相馬は、話の内容を理解すると、何だそんなことかという表情になった。

「おっと。その様子だと我々以外の転生者に遭遇したことがあるみたいだね……一応言うと、私がこの世界に転生する前の世界では、柳田 明という名前の自衛隊員だった」

「自衛隊?たしか、日本があの戦争に参戦して負けたとされる世界で出来た軍隊のような組織ですよね」

「ああ、そうだよ。君が遭遇した転生者に俺と同じ自衛隊員が居たのか……あのお方もお人好しだなぁ」

相馬の疑問などに答えながら柳田……いや、戸村は真剣な表情に変え、話を進める。

「当然のことだが、我々は歴史を動かしすぎた。

一九三四年一月に当時、軍大佐だった私がこちらの大高大将や高野国防大臣らと共に起こした帝国軍決起事件をきっかけに前大戦に参戦しなかったこと、さらに銀座事変の前に軍の展開や避難勧告の発令も裏で我々が動いたからだ。他には、本来登場しなかった兵器が数年、数十年早く登場したのは我々の仲間による行動だ」

相馬は興味津々で戸村の話に聞き入っていた。

次に大高大将が声を上げた。

「いやぁ、戸村総理が我々の仲間で良かったと今でも思います。第一前世では、米国との開戦。第二前世では、米国だけでなく独国とも開戦してしまったが。この世界ではあの悲劇の大戦に巻き込まれることなく。日本や満州で人々とともに一時的ではありますが、平和を謳歌できましたなぁ」

大高は戸村と目を合わせながら語った。「ええ、私もそう思います。大高閣下」と戸村はころころと笑いながら言葉を返す。

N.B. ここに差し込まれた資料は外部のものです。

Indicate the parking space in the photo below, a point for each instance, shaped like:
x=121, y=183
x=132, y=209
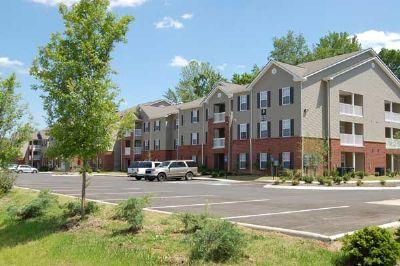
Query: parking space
x=326, y=213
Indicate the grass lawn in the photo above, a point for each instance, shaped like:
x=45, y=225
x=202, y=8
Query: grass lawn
x=101, y=240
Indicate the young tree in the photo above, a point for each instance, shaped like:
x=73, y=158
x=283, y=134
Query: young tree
x=197, y=80
x=74, y=73
x=15, y=128
x=291, y=49
x=335, y=43
x=246, y=78
x=391, y=58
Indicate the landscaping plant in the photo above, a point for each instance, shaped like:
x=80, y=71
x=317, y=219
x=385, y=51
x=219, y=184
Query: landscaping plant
x=371, y=246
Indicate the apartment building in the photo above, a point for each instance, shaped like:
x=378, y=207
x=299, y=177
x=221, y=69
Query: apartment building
x=350, y=103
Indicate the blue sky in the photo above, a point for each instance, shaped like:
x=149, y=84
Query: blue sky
x=232, y=35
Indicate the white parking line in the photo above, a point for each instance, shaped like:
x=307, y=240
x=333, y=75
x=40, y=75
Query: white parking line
x=285, y=212
x=208, y=204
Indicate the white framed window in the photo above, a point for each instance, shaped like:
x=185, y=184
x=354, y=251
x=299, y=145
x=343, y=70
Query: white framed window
x=286, y=159
x=286, y=96
x=242, y=160
x=263, y=129
x=263, y=99
x=243, y=131
x=263, y=161
x=286, y=130
x=243, y=102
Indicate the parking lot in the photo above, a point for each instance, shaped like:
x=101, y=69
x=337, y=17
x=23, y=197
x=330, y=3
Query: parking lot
x=322, y=214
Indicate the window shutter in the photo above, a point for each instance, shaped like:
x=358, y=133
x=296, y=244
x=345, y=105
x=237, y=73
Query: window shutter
x=269, y=129
x=292, y=127
x=291, y=95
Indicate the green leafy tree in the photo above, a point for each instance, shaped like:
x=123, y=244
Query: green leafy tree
x=197, y=80
x=246, y=78
x=335, y=43
x=291, y=49
x=391, y=58
x=15, y=127
x=74, y=73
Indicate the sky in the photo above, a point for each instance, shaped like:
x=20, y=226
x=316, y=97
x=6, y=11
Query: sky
x=165, y=35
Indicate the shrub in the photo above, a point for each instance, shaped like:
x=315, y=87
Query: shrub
x=73, y=208
x=7, y=180
x=371, y=246
x=192, y=222
x=131, y=210
x=217, y=241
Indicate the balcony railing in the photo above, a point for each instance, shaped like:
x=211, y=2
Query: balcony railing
x=392, y=143
x=392, y=117
x=219, y=117
x=219, y=143
x=137, y=150
x=351, y=140
x=349, y=109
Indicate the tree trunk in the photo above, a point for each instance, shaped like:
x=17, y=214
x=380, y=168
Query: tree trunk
x=83, y=196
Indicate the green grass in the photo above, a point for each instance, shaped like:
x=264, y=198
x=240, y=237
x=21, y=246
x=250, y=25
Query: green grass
x=101, y=240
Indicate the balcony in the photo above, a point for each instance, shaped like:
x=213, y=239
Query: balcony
x=351, y=140
x=349, y=109
x=219, y=143
x=219, y=117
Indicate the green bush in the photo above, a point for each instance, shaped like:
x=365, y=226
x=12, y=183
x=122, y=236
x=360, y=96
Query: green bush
x=7, y=180
x=217, y=241
x=131, y=210
x=192, y=222
x=73, y=208
x=371, y=246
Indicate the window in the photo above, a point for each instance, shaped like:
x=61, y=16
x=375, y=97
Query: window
x=286, y=160
x=242, y=160
x=286, y=128
x=195, y=138
x=243, y=134
x=263, y=161
x=286, y=96
x=263, y=129
x=243, y=102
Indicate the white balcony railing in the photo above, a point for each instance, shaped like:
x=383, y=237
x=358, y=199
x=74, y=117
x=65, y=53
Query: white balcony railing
x=138, y=132
x=392, y=143
x=138, y=150
x=349, y=109
x=351, y=140
x=219, y=117
x=219, y=143
x=392, y=117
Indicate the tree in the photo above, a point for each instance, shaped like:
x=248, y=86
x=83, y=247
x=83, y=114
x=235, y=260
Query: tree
x=335, y=43
x=74, y=74
x=291, y=49
x=197, y=80
x=15, y=129
x=246, y=78
x=391, y=58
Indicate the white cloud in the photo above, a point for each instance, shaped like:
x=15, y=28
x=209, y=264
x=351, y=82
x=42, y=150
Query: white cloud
x=187, y=16
x=113, y=3
x=379, y=39
x=179, y=61
x=168, y=22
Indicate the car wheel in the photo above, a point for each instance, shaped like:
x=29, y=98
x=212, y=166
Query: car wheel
x=189, y=176
x=161, y=177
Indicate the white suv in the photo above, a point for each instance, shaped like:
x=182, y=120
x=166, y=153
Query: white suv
x=137, y=169
x=180, y=169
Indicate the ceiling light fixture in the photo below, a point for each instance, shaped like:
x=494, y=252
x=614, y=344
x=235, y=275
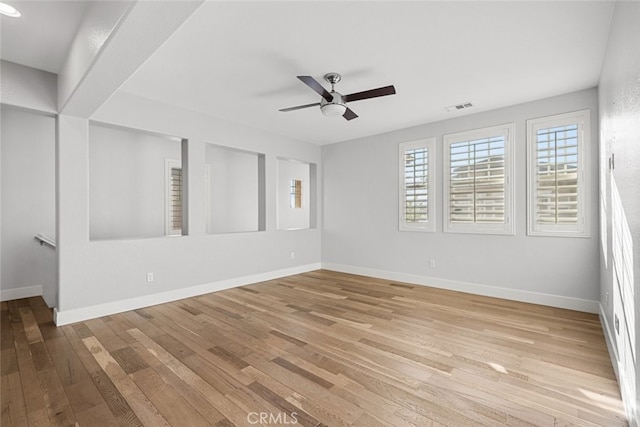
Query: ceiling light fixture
x=9, y=10
x=333, y=110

ちなみに、大高の言う第一前世というのは史実の世界のことで、第二前世というのは、アメリカやドイツと開戦こそしたものの、日本が第二次大戦において優位を保った世界のことであった。

相馬は、大高の話にも聞き入っていて、ついこんな質問をしてしまった。

「じゃあ、俺が日ソ戦争の時に軍法会議にかけられなかったのは、貴方達転生者のおかげですか?」

相馬の質問に、戸村は答えた。

「ああ、それはそちらの白石大尉のおかげだよ。あの時、白石大尉いや、紀子様は黒河省での君をとても気にかけてくださったのだよ。だから軍部は君の軍法会議をしないことにしたんだ」

相馬の横で紀子がころころと笑っていた。

「帝国軍に皇族の方がおられるとは聞いていましたが。白石大尉が皇族だったなんて……あ、あの時はありがとうございます!大尉殿っ!」

相馬が白石の方を向いて敬礼をする。「どういたしまして」と言いながら白石は相馬と敬礼を交わした。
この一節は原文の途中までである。